Neil Ripley Ker (/kɛː/; 28 May 1908 – 23 August 1982) was a scholar of Anglo-Saxon literature. He was Reader in Palaeography at the University of Oxford and a fellow of Magdalen College, Oxford until he retired in 1968. He is known especially for his Catalogue of Manuscripts Containing Anglo-Saxon, which is praised as a milestone in Anglo-Saxon manuscript study.

==Biography==
Ker was born in Brompton, London, and was educated at Eton College and Magdalen College, Oxford, completing a BA in English Language and Literature in 1931 and a BLitt in 1933. During the Second World War he was a conscientious objector.

In 1945 he was elected a fellow of Magdalen College and in 1946 University Reader in Palaeography.

Ker was the first Lyell Lecturer in Bibliography at the University of Oxford in 1952-53 on the topic, English Manuscripts in the Century after the Norman Conquest. In 1955 he held the Sandars Readership in Bibliography at Cambridge University and lectured on "Oxford libraries in the sixteenth century."

In 1968 he retired from his roles at Oxford to focus on his largest work, Medieval Manuscripts in British Libraries. He completed the first two volumes and most of the third and left a draft of the fourth.

==Legacy==
Annually, the British Academy awards grants in Ker's name to scholars who publish books "that include analysis of the distinctive features of original manuscripts."

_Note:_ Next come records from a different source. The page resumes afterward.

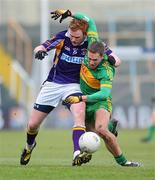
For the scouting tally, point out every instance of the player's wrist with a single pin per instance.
(84, 98)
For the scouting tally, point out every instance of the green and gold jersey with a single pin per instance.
(93, 81)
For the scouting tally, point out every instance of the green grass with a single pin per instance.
(52, 158)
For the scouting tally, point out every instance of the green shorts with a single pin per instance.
(91, 109)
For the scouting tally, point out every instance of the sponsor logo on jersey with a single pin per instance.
(75, 51)
(67, 48)
(71, 59)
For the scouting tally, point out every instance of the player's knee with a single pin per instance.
(104, 133)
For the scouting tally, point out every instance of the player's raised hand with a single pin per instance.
(40, 55)
(61, 13)
(73, 99)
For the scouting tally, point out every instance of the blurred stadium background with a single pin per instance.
(127, 26)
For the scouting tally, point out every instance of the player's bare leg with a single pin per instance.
(78, 111)
(101, 125)
(32, 130)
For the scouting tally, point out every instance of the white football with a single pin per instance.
(89, 142)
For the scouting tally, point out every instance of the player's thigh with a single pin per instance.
(102, 119)
(78, 112)
(50, 94)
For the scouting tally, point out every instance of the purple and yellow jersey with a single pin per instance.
(67, 60)
(96, 84)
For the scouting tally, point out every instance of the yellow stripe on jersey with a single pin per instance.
(106, 85)
(58, 50)
(79, 128)
(88, 77)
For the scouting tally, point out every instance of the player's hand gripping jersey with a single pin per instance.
(96, 84)
(67, 60)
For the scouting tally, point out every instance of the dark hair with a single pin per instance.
(77, 24)
(96, 47)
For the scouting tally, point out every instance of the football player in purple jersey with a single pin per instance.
(62, 81)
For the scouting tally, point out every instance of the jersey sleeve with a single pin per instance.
(53, 43)
(92, 33)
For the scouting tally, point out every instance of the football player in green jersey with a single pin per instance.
(96, 79)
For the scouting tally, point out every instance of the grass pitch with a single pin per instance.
(52, 158)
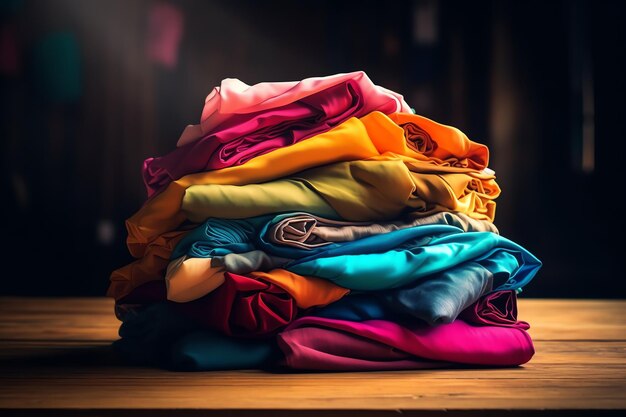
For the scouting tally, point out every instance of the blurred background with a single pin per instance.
(89, 89)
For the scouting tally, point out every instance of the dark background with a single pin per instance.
(540, 82)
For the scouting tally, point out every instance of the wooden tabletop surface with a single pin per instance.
(55, 360)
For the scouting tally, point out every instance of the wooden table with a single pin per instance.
(55, 360)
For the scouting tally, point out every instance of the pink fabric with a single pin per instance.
(242, 123)
(236, 97)
(457, 342)
(495, 309)
(320, 349)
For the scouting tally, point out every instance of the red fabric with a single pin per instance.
(243, 306)
(495, 309)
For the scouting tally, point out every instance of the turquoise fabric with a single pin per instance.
(436, 299)
(399, 258)
(219, 237)
(210, 351)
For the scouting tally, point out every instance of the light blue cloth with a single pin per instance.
(436, 299)
(219, 237)
(401, 257)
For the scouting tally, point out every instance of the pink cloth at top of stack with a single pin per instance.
(240, 122)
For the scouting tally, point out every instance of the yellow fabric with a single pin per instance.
(375, 136)
(356, 190)
(355, 139)
(346, 142)
(380, 188)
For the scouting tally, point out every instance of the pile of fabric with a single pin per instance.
(320, 225)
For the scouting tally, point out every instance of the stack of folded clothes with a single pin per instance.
(320, 225)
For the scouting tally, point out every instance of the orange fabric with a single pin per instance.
(306, 291)
(149, 268)
(375, 136)
(160, 214)
(452, 148)
(188, 279)
(355, 139)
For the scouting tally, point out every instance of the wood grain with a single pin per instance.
(55, 359)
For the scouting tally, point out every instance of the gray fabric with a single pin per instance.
(244, 263)
(308, 231)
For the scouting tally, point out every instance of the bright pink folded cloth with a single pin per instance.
(242, 123)
(320, 349)
(495, 309)
(457, 342)
(236, 97)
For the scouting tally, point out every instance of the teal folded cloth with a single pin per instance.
(401, 257)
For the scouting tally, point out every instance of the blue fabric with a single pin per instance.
(436, 299)
(158, 335)
(373, 263)
(210, 351)
(219, 237)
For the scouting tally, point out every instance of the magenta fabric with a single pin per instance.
(457, 342)
(320, 349)
(233, 97)
(242, 137)
(495, 309)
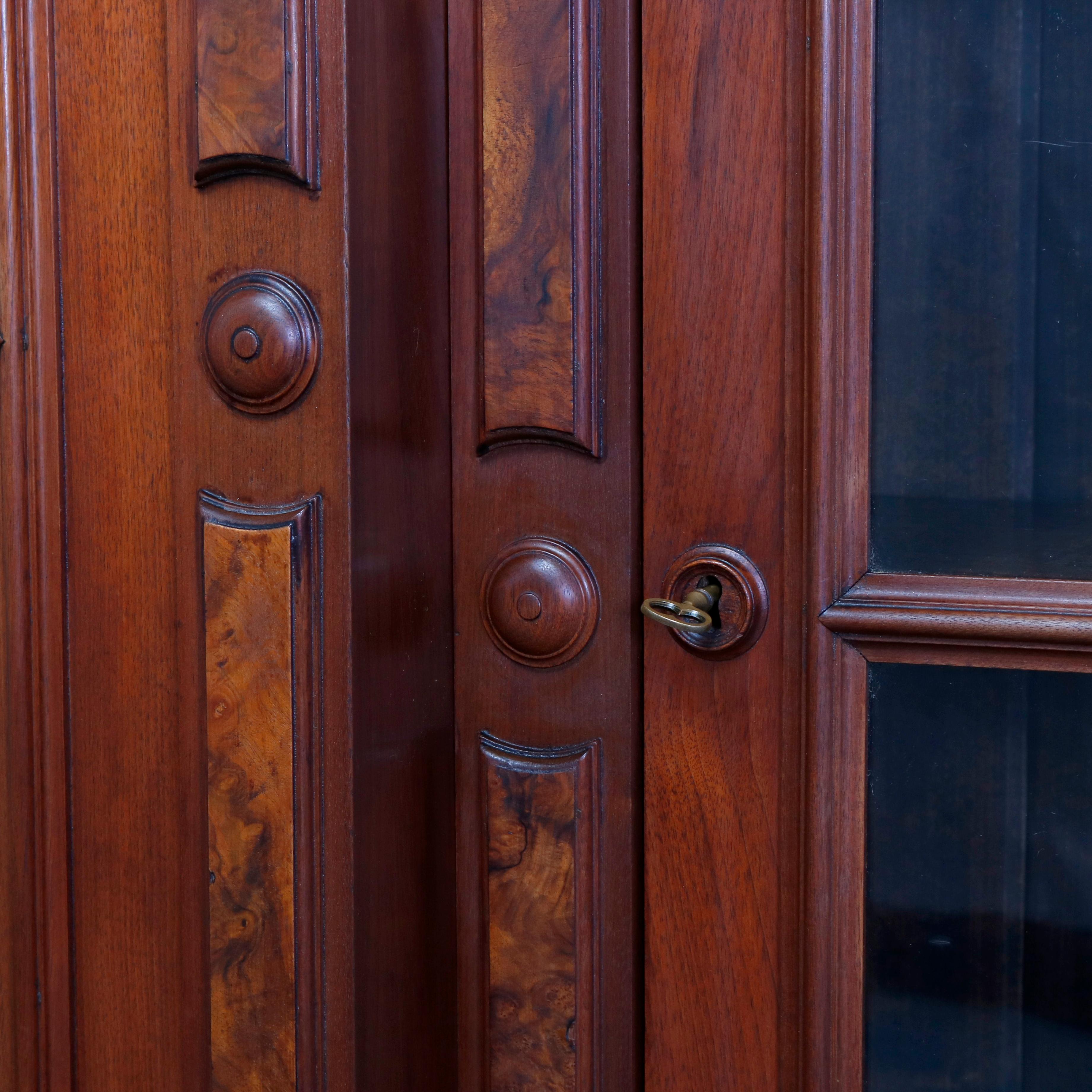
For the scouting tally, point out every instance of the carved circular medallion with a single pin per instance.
(260, 341)
(540, 602)
(742, 610)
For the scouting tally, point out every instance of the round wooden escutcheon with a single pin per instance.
(540, 602)
(742, 610)
(260, 342)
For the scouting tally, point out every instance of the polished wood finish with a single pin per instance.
(839, 289)
(261, 646)
(111, 594)
(543, 848)
(551, 491)
(260, 339)
(540, 602)
(407, 1031)
(722, 464)
(540, 282)
(983, 612)
(251, 889)
(256, 89)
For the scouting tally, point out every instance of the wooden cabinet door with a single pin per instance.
(365, 368)
(377, 379)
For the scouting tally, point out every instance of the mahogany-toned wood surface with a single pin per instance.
(589, 505)
(261, 648)
(256, 91)
(540, 282)
(405, 747)
(251, 852)
(542, 811)
(722, 461)
(113, 594)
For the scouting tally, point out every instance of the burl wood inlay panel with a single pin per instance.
(542, 838)
(255, 76)
(540, 289)
(258, 744)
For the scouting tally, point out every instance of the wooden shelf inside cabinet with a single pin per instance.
(909, 616)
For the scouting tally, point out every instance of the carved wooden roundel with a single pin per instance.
(260, 342)
(540, 602)
(744, 605)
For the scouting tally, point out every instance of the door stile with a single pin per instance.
(839, 277)
(33, 562)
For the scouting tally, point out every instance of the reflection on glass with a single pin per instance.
(979, 921)
(982, 338)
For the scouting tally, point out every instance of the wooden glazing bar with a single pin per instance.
(1025, 613)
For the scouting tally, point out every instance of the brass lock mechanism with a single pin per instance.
(694, 615)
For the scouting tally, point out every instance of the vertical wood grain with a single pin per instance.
(721, 375)
(552, 490)
(251, 855)
(35, 600)
(127, 743)
(543, 913)
(242, 79)
(540, 371)
(407, 1036)
(256, 91)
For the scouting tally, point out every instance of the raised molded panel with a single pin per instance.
(541, 367)
(260, 646)
(542, 835)
(256, 71)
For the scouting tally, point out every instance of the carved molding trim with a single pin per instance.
(542, 843)
(973, 611)
(257, 90)
(260, 341)
(540, 602)
(261, 577)
(541, 284)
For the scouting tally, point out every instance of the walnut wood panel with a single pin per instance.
(839, 290)
(541, 370)
(722, 400)
(969, 610)
(256, 90)
(34, 1018)
(542, 807)
(551, 491)
(259, 645)
(122, 927)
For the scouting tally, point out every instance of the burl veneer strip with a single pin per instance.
(255, 89)
(542, 822)
(260, 824)
(540, 359)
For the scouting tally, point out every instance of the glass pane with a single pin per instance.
(982, 338)
(979, 920)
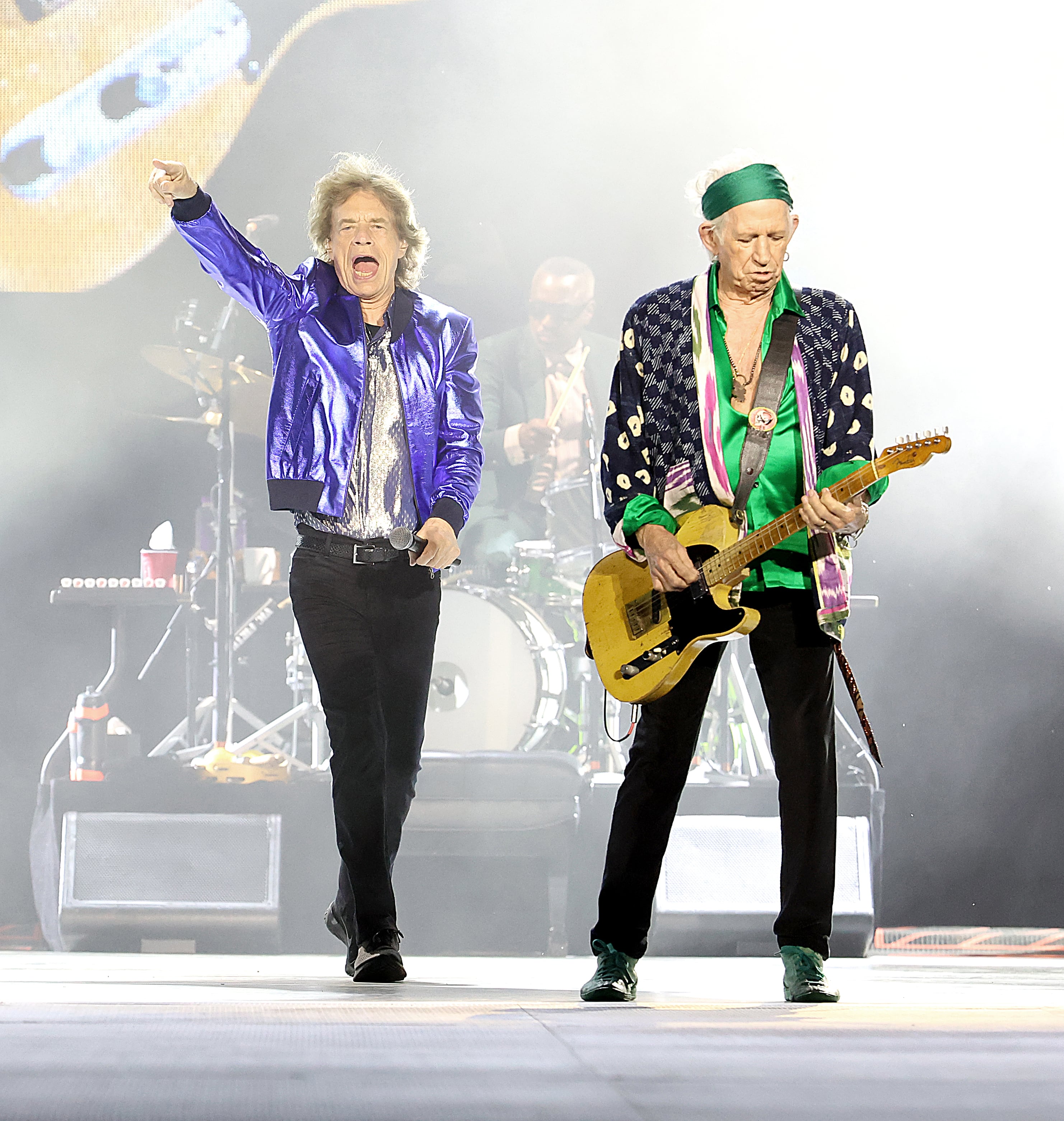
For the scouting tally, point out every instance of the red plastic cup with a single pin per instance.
(158, 564)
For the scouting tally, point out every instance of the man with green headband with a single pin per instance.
(682, 403)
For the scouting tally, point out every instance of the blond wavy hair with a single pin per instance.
(350, 174)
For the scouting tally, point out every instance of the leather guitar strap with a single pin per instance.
(858, 703)
(765, 408)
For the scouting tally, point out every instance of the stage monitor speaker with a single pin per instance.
(719, 892)
(213, 878)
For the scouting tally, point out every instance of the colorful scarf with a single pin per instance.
(830, 558)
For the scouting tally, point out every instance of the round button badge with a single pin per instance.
(763, 419)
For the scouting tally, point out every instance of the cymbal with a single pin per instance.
(248, 412)
(199, 370)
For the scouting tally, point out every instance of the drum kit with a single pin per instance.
(510, 673)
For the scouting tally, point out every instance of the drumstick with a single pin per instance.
(556, 412)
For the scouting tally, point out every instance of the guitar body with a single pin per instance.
(97, 89)
(644, 642)
(629, 625)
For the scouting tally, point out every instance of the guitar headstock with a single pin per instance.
(914, 451)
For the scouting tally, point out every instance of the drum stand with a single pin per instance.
(222, 705)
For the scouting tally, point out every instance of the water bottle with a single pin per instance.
(88, 731)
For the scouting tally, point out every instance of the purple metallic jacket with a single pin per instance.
(319, 343)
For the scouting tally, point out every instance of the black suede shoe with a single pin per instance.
(377, 960)
(336, 925)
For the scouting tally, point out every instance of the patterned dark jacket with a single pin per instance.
(653, 421)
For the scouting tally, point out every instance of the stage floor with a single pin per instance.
(100, 1037)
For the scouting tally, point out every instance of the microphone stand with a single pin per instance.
(221, 723)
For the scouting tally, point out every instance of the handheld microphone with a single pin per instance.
(404, 539)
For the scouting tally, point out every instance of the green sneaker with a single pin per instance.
(804, 980)
(615, 978)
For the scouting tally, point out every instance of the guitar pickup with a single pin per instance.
(651, 657)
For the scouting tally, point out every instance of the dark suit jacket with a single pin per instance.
(512, 372)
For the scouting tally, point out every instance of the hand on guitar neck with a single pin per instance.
(825, 512)
(671, 567)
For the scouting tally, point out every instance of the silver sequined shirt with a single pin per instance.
(381, 491)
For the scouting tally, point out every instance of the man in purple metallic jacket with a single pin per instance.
(374, 426)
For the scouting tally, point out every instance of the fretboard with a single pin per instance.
(743, 554)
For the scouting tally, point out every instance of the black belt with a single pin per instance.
(376, 551)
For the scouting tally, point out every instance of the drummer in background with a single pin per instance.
(523, 372)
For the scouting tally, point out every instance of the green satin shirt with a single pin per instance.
(781, 485)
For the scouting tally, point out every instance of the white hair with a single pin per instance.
(735, 161)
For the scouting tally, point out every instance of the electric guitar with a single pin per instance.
(643, 642)
(93, 90)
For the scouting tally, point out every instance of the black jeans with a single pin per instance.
(795, 667)
(369, 633)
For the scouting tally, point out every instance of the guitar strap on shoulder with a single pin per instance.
(765, 412)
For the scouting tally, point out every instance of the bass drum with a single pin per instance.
(499, 675)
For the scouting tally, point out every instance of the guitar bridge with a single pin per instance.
(651, 657)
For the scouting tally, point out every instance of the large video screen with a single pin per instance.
(92, 90)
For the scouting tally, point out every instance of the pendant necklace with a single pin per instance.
(739, 385)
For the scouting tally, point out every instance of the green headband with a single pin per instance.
(747, 186)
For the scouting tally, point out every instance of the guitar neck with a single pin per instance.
(743, 554)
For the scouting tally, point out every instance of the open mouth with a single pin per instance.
(366, 268)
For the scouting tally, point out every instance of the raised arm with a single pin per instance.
(460, 457)
(243, 271)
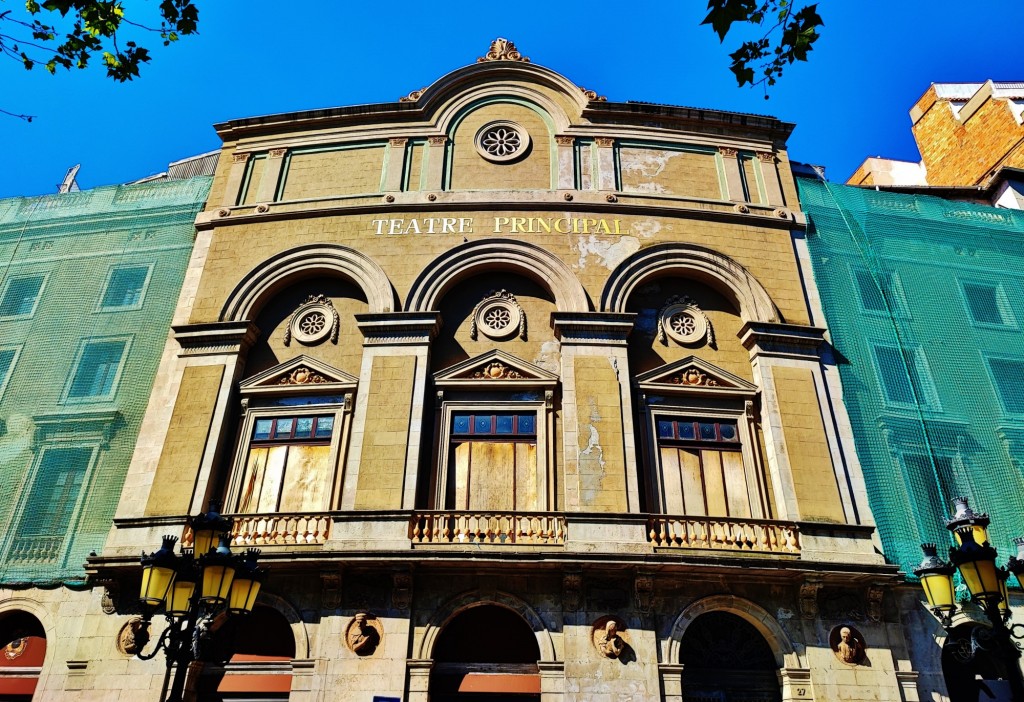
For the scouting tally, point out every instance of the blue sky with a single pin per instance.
(252, 57)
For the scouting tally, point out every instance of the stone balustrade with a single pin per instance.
(273, 529)
(724, 533)
(487, 527)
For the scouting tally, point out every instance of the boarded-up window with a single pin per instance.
(493, 462)
(289, 465)
(702, 468)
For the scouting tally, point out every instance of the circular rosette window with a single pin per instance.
(499, 318)
(502, 141)
(684, 323)
(312, 323)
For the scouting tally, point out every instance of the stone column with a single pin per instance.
(605, 163)
(598, 435)
(213, 344)
(235, 177)
(552, 681)
(434, 154)
(395, 164)
(383, 458)
(733, 178)
(267, 191)
(796, 685)
(566, 163)
(418, 679)
(773, 188)
(672, 682)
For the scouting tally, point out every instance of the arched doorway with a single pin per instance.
(485, 654)
(23, 650)
(726, 659)
(257, 650)
(972, 675)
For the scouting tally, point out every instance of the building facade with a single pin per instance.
(88, 287)
(524, 395)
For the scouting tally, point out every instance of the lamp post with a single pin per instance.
(974, 558)
(193, 587)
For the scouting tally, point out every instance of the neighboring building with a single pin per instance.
(88, 283)
(495, 365)
(971, 139)
(923, 301)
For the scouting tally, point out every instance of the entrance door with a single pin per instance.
(725, 659)
(485, 654)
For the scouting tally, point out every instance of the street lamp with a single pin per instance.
(974, 558)
(194, 587)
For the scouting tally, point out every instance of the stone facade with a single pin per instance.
(494, 366)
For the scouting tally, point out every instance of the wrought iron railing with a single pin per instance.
(487, 527)
(724, 533)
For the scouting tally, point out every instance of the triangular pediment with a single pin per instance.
(495, 367)
(692, 374)
(301, 375)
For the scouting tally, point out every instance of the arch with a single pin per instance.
(493, 78)
(719, 270)
(763, 621)
(497, 254)
(446, 612)
(305, 261)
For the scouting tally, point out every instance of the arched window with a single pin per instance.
(23, 650)
(726, 659)
(485, 652)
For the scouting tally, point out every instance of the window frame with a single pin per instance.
(5, 380)
(66, 397)
(95, 447)
(987, 357)
(446, 411)
(691, 408)
(1001, 304)
(931, 401)
(100, 307)
(39, 296)
(897, 305)
(340, 411)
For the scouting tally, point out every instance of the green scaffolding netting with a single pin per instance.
(923, 298)
(88, 284)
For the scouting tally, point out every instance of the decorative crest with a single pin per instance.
(503, 50)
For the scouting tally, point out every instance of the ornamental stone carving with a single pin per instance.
(133, 637)
(498, 316)
(848, 645)
(502, 141)
(364, 633)
(607, 634)
(683, 321)
(503, 50)
(302, 376)
(498, 371)
(313, 322)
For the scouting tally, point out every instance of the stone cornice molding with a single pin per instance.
(708, 266)
(476, 257)
(398, 328)
(592, 327)
(329, 259)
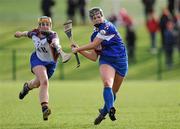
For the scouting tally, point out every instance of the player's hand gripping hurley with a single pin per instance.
(68, 31)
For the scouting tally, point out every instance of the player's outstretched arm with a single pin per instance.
(91, 54)
(19, 34)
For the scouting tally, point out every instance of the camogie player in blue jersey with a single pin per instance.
(43, 60)
(106, 44)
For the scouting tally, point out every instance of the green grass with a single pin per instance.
(22, 15)
(74, 104)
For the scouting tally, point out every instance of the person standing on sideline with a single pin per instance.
(148, 6)
(46, 6)
(106, 44)
(152, 25)
(43, 60)
(170, 41)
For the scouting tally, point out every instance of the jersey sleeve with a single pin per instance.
(32, 33)
(105, 33)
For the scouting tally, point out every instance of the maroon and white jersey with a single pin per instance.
(42, 45)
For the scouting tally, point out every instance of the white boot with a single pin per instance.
(65, 57)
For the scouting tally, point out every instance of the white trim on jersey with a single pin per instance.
(104, 37)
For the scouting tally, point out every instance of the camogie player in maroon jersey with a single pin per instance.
(43, 60)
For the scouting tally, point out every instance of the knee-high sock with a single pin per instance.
(104, 110)
(108, 97)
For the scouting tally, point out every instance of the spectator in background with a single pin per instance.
(127, 21)
(73, 6)
(82, 10)
(169, 43)
(46, 6)
(171, 7)
(152, 26)
(164, 18)
(71, 9)
(113, 19)
(148, 6)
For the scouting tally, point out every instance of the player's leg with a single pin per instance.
(41, 74)
(116, 85)
(34, 83)
(107, 74)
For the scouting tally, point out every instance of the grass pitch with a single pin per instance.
(74, 104)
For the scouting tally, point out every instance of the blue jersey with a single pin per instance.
(112, 44)
(112, 50)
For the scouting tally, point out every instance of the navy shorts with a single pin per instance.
(50, 66)
(119, 64)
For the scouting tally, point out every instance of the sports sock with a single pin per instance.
(114, 96)
(104, 110)
(108, 98)
(44, 106)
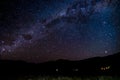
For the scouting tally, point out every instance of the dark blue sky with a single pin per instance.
(42, 30)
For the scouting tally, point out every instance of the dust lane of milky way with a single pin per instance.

==Publications (selected)==
- Ker, N. R. (1941). "Medieval libraries of Great Britain, a list of surviving books"
- 1954: Fragments of Medieval Manuscripts Used as Pastedowns in Oxford Bindings, with a Survey of Oxford Binding c.1515–1620.
- 1957: Catalogue of Manuscripts Containing Anglo-Saxon.
- 1960: English Manuscripts in the Century after the Norman Conquest: the Lyell lectures,1952-3.
- Ker, N. R. (1964). "Medieval libraries of Great Britain; a list of surviving books"
- 1969: Medieval Manuscripts in British Libraries; vol. 1.
- 1977: Medieval Manuscripts in British Libraries; vol. 2.